Human behavior accounts for approximately 40 percent of the risk associated with preventable premature deaths in the U.S. Researchers are beginning to make progress in understanding some of the basic mechanisms that account for less-than-optimal initiation and maintenance of behavior change. The National Institutes of Health (NIH) via its Common Fund supports a Science of Behavior Change (SOBC) program initiative that “seeks to promote basic research on the initiation, personalization and maintenance of behavior change” (see Update, February 10, 2014). By integrating work across disciplines, the agency believes that this effort will lead to an improved understanding of the underlying principles of behavior change. Phase I of the SOBC program identified three domains with promising behavior change targets, given strong evidence for their central role in health behaviors relevant to multiple clinical endpoints. The domains include: (1) self-regulation, (2) stress reactivity and stress resilience, and (3) interpersonal and social processes.
The NIH recently released four new SOBC Funding Opportunity Announcements (FOA) with the goal to “implement a mechanisms-focused, experimental medicine approach to behavior change research and to develop the tools required to implement such an approach.”
The FOAs include:
- Science of Behavior Change: Assay Development and Validation for Interpersonal and Social Processes Targets (UH2/UH3) (RFA-RM-14-018)

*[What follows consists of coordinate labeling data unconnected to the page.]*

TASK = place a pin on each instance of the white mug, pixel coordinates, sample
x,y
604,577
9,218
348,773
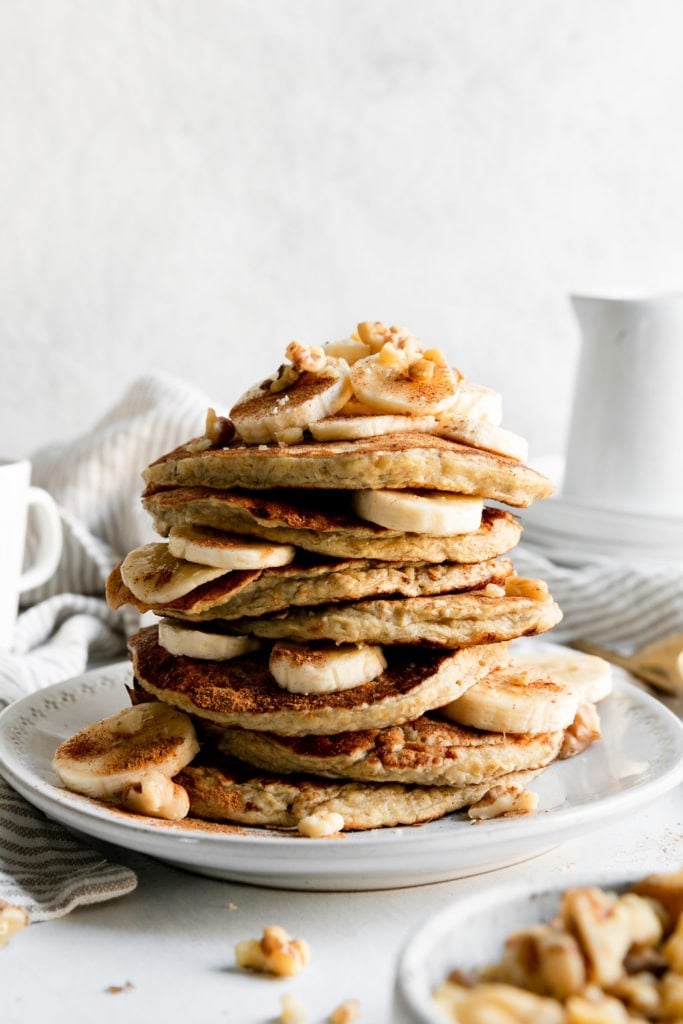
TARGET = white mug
x,y
16,498
625,448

- Science of Behavior Change: Assay Development and Validation for Stress Reactivity and Stress Resilience Targets (UH2/UH3) (RFA-RM-14-019)
- Science of Behavior Change: Assay Development and Validation for Self-Regulation Targets (UH2/UH3) (RFA-RM-14-020)
- NIH Science of Behavior Change Resource and Coordinating Center (U24)(RFA-RM-14-017)
Three of the FOAs (UH2/UH3) call for teams of scientists to conduct target validation activities intended to develop the tools required to implement a mechanisms-focused, experimental medicine approach to behavior change research. The fourth announcement will support a Resource and Coordinating Center (RCC) (U24) designed to provide national leadership for the coordinated efforts of projects and initiatives of SOBC to validate assays for behavior change. Applications for all funding opportunities are due March 20, 2015.
Technical Assistance Webinar
To assist potential applicants, the SOBC program staff is hosting the second of two pre-application technical assistance webinars on February 5, 2015 at 1:30 p.m. EST. Webinar speakers will provide an overview of the envisioned SOBC Research Network, the role of the Resource and Coordinating Center in relation to Target Validation Projects funded under companion announcements (RFA-RM-14-018, RFA-RM-14-019, and RFA-RM-14-020), the U24 cooperative agreement mechanism, and answer participant questions. Pre-registration is required.